Wednesday, February 14, 2018

Minor historical mystery surrounds metal stairs at Wilcox County Courthouse in Camden, Ala.

Foundry stamp on top riser of courthouse stairs.
My young son and I were out riding around downtown Camden the other day, and he asked to stop at the Old Wilcox County Courthouse for a closer look. The building was closed on that particular day, so we just walked around outside the building. As you’d expect from any nine-year-old boy, my son bounded up the wrought-iron stairs at the front of the building for a peek inside the second-floor windows.

“Hey, come look,” he called from the top of the stairs. I followed him up and there on the second flight, he pointed out something stamped on the face of the top riser. I bent over for a closer look and was surprised to read the words, “G. PEACOCK’S FOUNDRY – SELMA, ALA.”

My son was struck with the novelty that it said “Peacock,” our last name, and I explained to him that this was the stamp of the foundry that manufactured the stairs. On the way home, while he fiddled with his iPhone, I began to think more about “G. Peacock,” his Selma foundry and whether or not we were related. First chance I got, I did some research, and here’s what I learned.

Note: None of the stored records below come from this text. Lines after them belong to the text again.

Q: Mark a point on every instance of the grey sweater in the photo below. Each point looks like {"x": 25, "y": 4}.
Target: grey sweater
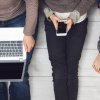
{"x": 11, "y": 8}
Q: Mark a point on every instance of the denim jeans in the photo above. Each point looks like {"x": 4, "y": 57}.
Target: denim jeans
{"x": 64, "y": 54}
{"x": 17, "y": 90}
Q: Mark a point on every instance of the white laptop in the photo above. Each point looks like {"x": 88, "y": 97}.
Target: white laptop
{"x": 12, "y": 54}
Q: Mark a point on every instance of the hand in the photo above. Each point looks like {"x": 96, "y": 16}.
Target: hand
{"x": 55, "y": 20}
{"x": 69, "y": 23}
{"x": 29, "y": 43}
{"x": 96, "y": 64}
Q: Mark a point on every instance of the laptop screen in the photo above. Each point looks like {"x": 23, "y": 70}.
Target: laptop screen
{"x": 11, "y": 70}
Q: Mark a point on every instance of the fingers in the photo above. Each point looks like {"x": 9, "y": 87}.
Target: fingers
{"x": 25, "y": 46}
{"x": 29, "y": 43}
{"x": 55, "y": 21}
{"x": 69, "y": 23}
{"x": 96, "y": 68}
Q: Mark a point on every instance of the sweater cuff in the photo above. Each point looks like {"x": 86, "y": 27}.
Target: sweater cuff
{"x": 75, "y": 15}
{"x": 98, "y": 46}
{"x": 48, "y": 12}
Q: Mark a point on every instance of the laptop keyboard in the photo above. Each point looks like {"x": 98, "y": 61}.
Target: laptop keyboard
{"x": 11, "y": 48}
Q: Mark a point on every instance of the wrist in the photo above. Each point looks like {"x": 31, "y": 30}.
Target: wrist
{"x": 48, "y": 12}
{"x": 75, "y": 15}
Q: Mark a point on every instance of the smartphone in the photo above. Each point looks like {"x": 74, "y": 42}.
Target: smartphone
{"x": 62, "y": 29}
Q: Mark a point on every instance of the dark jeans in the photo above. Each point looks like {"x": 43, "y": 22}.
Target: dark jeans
{"x": 17, "y": 90}
{"x": 64, "y": 54}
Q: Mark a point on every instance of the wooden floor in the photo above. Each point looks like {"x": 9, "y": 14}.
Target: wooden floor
{"x": 40, "y": 68}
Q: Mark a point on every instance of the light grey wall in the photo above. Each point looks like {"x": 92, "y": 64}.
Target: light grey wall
{"x": 40, "y": 68}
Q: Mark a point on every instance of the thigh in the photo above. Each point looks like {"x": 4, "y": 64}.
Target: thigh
{"x": 75, "y": 42}
{"x": 56, "y": 44}
{"x": 56, "y": 49}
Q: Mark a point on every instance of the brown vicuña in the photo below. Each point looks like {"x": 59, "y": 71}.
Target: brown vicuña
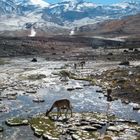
{"x": 61, "y": 104}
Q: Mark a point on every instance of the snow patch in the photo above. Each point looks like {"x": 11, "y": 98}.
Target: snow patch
{"x": 41, "y": 3}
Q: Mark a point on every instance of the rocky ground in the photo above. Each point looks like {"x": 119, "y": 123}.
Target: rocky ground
{"x": 91, "y": 126}
{"x": 21, "y": 78}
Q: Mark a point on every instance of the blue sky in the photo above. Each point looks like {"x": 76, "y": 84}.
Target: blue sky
{"x": 94, "y": 1}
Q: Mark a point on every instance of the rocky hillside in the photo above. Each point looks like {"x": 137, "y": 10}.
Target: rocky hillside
{"x": 128, "y": 26}
{"x": 17, "y": 13}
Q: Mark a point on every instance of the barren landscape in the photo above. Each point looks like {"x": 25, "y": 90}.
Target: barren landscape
{"x": 34, "y": 72}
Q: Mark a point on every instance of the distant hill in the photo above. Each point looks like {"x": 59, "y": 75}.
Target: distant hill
{"x": 128, "y": 26}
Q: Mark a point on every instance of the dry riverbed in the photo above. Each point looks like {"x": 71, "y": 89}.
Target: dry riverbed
{"x": 28, "y": 88}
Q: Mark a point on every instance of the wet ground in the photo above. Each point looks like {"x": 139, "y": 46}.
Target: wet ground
{"x": 18, "y": 80}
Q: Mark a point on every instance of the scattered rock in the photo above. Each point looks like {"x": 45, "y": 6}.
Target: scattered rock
{"x": 100, "y": 91}
{"x": 98, "y": 126}
{"x": 117, "y": 128}
{"x": 70, "y": 88}
{"x": 31, "y": 91}
{"x": 88, "y": 128}
{"x": 38, "y": 100}
{"x": 106, "y": 137}
{"x": 11, "y": 97}
{"x": 49, "y": 137}
{"x": 75, "y": 137}
{"x": 1, "y": 129}
{"x": 34, "y": 60}
{"x": 136, "y": 108}
{"x": 16, "y": 122}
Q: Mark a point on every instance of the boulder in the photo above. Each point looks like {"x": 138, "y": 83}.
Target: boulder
{"x": 1, "y": 129}
{"x": 88, "y": 128}
{"x": 34, "y": 60}
{"x": 16, "y": 122}
{"x": 126, "y": 63}
{"x": 49, "y": 137}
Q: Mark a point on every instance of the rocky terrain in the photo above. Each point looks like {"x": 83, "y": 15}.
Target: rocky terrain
{"x": 123, "y": 28}
{"x": 29, "y": 88}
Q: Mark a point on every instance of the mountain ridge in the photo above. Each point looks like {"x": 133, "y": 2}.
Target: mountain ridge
{"x": 15, "y": 14}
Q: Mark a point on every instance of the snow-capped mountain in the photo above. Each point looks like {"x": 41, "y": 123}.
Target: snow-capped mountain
{"x": 16, "y": 13}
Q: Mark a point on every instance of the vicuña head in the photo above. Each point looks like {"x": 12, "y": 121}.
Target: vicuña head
{"x": 60, "y": 104}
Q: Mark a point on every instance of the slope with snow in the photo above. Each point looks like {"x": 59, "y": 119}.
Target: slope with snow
{"x": 14, "y": 14}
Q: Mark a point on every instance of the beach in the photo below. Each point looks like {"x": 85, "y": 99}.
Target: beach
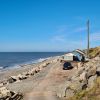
{"x": 47, "y": 80}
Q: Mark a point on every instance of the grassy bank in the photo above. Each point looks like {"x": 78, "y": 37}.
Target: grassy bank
{"x": 93, "y": 94}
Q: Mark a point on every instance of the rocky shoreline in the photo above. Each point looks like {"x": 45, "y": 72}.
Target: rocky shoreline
{"x": 48, "y": 79}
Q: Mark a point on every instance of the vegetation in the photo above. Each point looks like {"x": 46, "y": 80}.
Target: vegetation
{"x": 93, "y": 94}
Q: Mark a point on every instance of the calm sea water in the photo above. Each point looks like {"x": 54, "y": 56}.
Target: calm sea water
{"x": 14, "y": 59}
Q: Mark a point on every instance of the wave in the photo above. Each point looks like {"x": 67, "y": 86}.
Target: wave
{"x": 26, "y": 63}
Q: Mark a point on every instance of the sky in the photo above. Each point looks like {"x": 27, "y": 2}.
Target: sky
{"x": 48, "y": 25}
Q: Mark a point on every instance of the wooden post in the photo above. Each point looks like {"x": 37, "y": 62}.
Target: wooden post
{"x": 88, "y": 39}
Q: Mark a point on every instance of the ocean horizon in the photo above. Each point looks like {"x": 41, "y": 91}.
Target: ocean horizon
{"x": 15, "y": 59}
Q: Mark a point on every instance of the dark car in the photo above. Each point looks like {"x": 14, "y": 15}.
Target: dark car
{"x": 67, "y": 66}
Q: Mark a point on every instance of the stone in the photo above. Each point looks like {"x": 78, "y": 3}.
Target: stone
{"x": 69, "y": 93}
{"x": 92, "y": 71}
{"x": 21, "y": 77}
{"x": 37, "y": 69}
{"x": 91, "y": 82}
{"x": 62, "y": 89}
{"x": 98, "y": 71}
{"x": 76, "y": 86}
{"x": 83, "y": 76}
{"x": 4, "y": 92}
{"x": 12, "y": 79}
{"x": 1, "y": 84}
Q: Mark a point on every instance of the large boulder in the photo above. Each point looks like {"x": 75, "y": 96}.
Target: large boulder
{"x": 91, "y": 71}
{"x": 91, "y": 82}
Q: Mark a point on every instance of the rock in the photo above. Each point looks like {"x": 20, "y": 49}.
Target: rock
{"x": 37, "y": 69}
{"x": 91, "y": 82}
{"x": 98, "y": 71}
{"x": 44, "y": 65}
{"x": 62, "y": 89}
{"x": 69, "y": 93}
{"x": 21, "y": 77}
{"x": 32, "y": 71}
{"x": 92, "y": 71}
{"x": 76, "y": 86}
{"x": 83, "y": 76}
{"x": 1, "y": 84}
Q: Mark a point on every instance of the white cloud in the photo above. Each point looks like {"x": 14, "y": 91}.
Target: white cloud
{"x": 80, "y": 29}
{"x": 95, "y": 37}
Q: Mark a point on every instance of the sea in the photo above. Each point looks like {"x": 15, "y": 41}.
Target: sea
{"x": 10, "y": 60}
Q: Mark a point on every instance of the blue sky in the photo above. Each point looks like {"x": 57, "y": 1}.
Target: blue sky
{"x": 48, "y": 25}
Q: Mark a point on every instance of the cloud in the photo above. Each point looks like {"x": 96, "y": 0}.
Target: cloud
{"x": 61, "y": 28}
{"x": 80, "y": 29}
{"x": 95, "y": 37}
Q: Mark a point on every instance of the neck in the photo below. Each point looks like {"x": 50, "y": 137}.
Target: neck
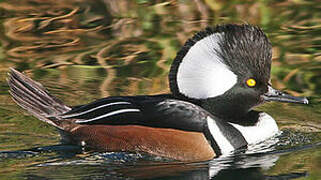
{"x": 231, "y": 112}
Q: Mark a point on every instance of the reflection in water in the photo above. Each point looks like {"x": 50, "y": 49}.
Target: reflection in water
{"x": 84, "y": 50}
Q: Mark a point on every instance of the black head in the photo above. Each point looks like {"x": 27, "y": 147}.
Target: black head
{"x": 225, "y": 69}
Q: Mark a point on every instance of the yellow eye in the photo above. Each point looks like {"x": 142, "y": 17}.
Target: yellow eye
{"x": 250, "y": 82}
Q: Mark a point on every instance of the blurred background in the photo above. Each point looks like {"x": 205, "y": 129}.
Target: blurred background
{"x": 84, "y": 50}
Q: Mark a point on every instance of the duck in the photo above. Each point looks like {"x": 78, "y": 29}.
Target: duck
{"x": 215, "y": 81}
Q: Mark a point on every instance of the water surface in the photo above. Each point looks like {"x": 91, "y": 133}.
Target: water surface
{"x": 84, "y": 50}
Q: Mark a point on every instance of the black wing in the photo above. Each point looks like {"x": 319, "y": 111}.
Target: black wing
{"x": 153, "y": 111}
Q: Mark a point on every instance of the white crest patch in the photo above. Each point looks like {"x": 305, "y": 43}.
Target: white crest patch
{"x": 265, "y": 128}
{"x": 202, "y": 73}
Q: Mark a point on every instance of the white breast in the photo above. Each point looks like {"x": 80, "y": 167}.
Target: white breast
{"x": 265, "y": 128}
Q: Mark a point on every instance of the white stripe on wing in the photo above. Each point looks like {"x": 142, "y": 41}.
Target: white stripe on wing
{"x": 93, "y": 109}
{"x": 109, "y": 114}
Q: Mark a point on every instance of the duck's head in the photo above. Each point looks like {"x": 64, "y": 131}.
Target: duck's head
{"x": 226, "y": 70}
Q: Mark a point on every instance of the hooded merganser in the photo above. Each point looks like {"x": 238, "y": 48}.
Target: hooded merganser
{"x": 216, "y": 79}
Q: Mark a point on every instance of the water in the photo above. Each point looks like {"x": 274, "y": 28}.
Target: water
{"x": 85, "y": 50}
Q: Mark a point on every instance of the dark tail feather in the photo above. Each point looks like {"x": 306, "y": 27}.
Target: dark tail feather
{"x": 34, "y": 98}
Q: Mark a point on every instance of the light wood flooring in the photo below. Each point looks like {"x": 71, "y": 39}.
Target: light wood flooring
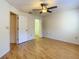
{"x": 44, "y": 48}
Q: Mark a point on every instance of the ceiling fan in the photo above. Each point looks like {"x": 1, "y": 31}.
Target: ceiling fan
{"x": 45, "y": 9}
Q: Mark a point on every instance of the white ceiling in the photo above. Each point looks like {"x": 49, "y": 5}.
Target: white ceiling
{"x": 28, "y": 5}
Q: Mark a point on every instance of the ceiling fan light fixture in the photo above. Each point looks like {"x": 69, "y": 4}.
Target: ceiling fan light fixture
{"x": 44, "y": 9}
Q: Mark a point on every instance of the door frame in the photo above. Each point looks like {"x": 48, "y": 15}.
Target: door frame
{"x": 17, "y": 27}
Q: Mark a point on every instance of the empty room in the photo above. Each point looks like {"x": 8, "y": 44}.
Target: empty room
{"x": 39, "y": 29}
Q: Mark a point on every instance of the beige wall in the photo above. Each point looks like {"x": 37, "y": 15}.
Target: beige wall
{"x": 13, "y": 28}
{"x": 5, "y": 10}
{"x": 62, "y": 25}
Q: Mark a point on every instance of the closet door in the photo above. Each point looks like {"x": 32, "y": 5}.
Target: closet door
{"x": 22, "y": 29}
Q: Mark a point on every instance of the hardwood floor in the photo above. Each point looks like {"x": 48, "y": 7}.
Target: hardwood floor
{"x": 43, "y": 49}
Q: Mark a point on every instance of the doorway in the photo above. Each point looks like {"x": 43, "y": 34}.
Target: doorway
{"x": 37, "y": 28}
{"x": 13, "y": 28}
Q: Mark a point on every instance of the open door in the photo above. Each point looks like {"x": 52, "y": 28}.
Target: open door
{"x": 37, "y": 28}
{"x": 14, "y": 24}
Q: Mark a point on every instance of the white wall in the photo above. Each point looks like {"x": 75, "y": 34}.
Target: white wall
{"x": 62, "y": 25}
{"x": 4, "y": 33}
{"x": 26, "y": 28}
{"x": 5, "y": 9}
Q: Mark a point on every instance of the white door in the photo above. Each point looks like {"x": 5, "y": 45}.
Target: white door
{"x": 22, "y": 29}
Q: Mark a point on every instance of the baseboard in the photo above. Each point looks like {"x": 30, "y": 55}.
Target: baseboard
{"x": 5, "y": 54}
{"x": 60, "y": 41}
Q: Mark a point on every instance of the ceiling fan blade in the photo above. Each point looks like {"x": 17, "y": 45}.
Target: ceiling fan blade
{"x": 40, "y": 12}
{"x": 36, "y": 9}
{"x": 49, "y": 11}
{"x": 52, "y": 7}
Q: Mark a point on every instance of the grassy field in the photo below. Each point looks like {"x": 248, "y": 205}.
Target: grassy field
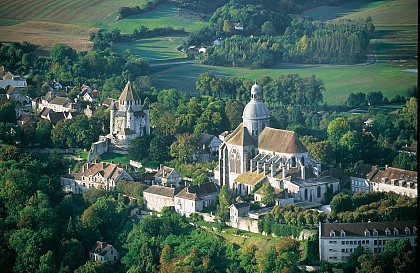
{"x": 339, "y": 81}
{"x": 395, "y": 48}
{"x": 115, "y": 158}
{"x": 385, "y": 12}
{"x": 155, "y": 49}
{"x": 163, "y": 16}
{"x": 86, "y": 12}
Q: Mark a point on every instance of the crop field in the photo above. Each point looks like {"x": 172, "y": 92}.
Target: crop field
{"x": 385, "y": 12}
{"x": 163, "y": 16}
{"x": 395, "y": 49}
{"x": 155, "y": 49}
{"x": 85, "y": 12}
{"x": 47, "y": 34}
{"x": 339, "y": 81}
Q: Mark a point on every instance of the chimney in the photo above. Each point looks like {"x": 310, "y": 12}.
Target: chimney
{"x": 302, "y": 172}
{"x": 258, "y": 166}
{"x": 273, "y": 170}
{"x": 266, "y": 170}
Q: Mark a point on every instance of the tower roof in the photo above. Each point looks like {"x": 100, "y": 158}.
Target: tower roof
{"x": 255, "y": 108}
{"x": 128, "y": 93}
{"x": 240, "y": 137}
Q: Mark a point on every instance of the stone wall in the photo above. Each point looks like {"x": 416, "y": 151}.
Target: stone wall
{"x": 98, "y": 148}
{"x": 245, "y": 223}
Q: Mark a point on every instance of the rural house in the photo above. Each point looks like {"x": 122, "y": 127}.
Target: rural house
{"x": 103, "y": 252}
{"x": 100, "y": 175}
{"x": 157, "y": 197}
{"x": 167, "y": 176}
{"x": 195, "y": 198}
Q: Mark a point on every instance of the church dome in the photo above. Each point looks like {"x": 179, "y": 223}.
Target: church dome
{"x": 255, "y": 109}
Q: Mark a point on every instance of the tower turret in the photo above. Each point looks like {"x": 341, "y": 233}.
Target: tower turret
{"x": 255, "y": 116}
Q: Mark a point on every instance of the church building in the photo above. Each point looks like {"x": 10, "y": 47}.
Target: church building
{"x": 255, "y": 153}
{"x": 128, "y": 117}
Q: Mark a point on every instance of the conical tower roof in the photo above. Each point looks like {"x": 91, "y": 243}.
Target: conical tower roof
{"x": 128, "y": 93}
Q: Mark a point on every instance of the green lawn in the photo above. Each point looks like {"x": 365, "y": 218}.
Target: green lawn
{"x": 163, "y": 16}
{"x": 155, "y": 49}
{"x": 116, "y": 158}
{"x": 65, "y": 11}
{"x": 339, "y": 81}
{"x": 395, "y": 48}
{"x": 385, "y": 12}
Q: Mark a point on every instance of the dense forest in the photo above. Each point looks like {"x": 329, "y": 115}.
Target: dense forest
{"x": 272, "y": 35}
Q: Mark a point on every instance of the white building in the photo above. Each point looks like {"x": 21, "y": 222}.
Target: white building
{"x": 255, "y": 153}
{"x": 157, "y": 197}
{"x": 167, "y": 176}
{"x": 400, "y": 181}
{"x": 100, "y": 175}
{"x": 338, "y": 240}
{"x": 195, "y": 198}
{"x": 128, "y": 117}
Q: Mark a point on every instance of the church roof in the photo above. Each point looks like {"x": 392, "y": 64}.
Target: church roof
{"x": 128, "y": 93}
{"x": 281, "y": 141}
{"x": 250, "y": 178}
{"x": 240, "y": 137}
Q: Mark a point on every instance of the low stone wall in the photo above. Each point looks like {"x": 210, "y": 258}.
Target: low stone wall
{"x": 245, "y": 223}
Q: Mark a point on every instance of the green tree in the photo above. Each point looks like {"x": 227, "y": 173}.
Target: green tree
{"x": 336, "y": 129}
{"x": 47, "y": 263}
{"x": 268, "y": 195}
{"x": 224, "y": 202}
{"x": 138, "y": 149}
{"x": 341, "y": 203}
{"x": 183, "y": 148}
{"x": 233, "y": 111}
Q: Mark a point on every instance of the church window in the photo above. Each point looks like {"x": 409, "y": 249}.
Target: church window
{"x": 294, "y": 162}
{"x": 235, "y": 161}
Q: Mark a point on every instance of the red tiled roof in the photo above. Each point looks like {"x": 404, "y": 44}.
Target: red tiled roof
{"x": 358, "y": 229}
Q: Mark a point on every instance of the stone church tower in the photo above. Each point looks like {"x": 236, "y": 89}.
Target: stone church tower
{"x": 128, "y": 117}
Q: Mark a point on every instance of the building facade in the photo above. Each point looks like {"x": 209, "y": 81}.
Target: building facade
{"x": 128, "y": 117}
{"x": 100, "y": 175}
{"x": 338, "y": 240}
{"x": 103, "y": 252}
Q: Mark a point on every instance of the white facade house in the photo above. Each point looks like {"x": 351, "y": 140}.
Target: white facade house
{"x": 238, "y": 210}
{"x": 338, "y": 240}
{"x": 400, "y": 181}
{"x": 255, "y": 153}
{"x": 103, "y": 252}
{"x": 157, "y": 197}
{"x": 100, "y": 175}
{"x": 195, "y": 198}
{"x": 360, "y": 178}
{"x": 12, "y": 80}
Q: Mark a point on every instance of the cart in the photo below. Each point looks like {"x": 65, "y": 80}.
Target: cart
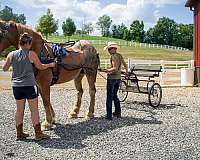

I first turned to a book called “The Children of Levi Peacock” by John J. Pierce, which said that this “G. Peacock” was actually George Peacock, a foundryman who was born in England and came to the United States in 1848. Peacock first settled in New York, but eventually moved to Natchez, Miss. In 1863, during the Civil War, he moved to Selma to run a steel mill for the Confederacy. (Incidentally, according to Pierce’s book, this George Peacock is not related to my line of Peacocks.)

From there, I examined a book called “The Story of Selma” by Walter Mahan Jackson. According to that book, Peacock was born on May 5, 1823 near Stockton-on-Tees in Durham County, England. Trained as an iron worker, Peacock’s “services were very much in demand in the young iron industry of this country,” Jackson wrote. “He had served as superintendent of various iron works at various places when the war came on.”

Jackson went on to say that it was the Confederate foundry, sometimes called the Confederate naval cannon factory, that brought Peacock to Selma in 1863. “He came to Selma as superintendent of the foundry, a position created by a special act of the Confederate congress,” Jackson wrote. “He invented a system of core making for shells that trebled their production.”

Jackson also noted that Peacock established his own foundry in Selma in June 1865, about two months after the Civil War ended. I thought this bit of information was interesting because most sources say that the Wilcox County Courthouse was built in 1857 by Alexander J. Bragg. To me, this creates somewhat of an historical mystery as it indicates that the wrought iron stairs were not part of the building’s original construction since they were manufactured by a foundry that didn’t even exist until eight years after the courthouse was built.

Did the façade of the original building not include exterior stairs to the second floor? Were they added much later? Were the original stairs made of wood and then replaced by iron stairs after 1865? Did something happen to the original stairs that prompted their replacement?

Regardless of the answers to those questions, there is no doubt that the Old Wilcox County Courthouse is one of the most beautiful antebellum structures in the entire state. In the end, I’d like to hear from any readers who might know more about the building’s early construction or more details about the wrought iron stairs. Perhaps there is a simple answer to this minor mystery surrounding the courthouse stairs.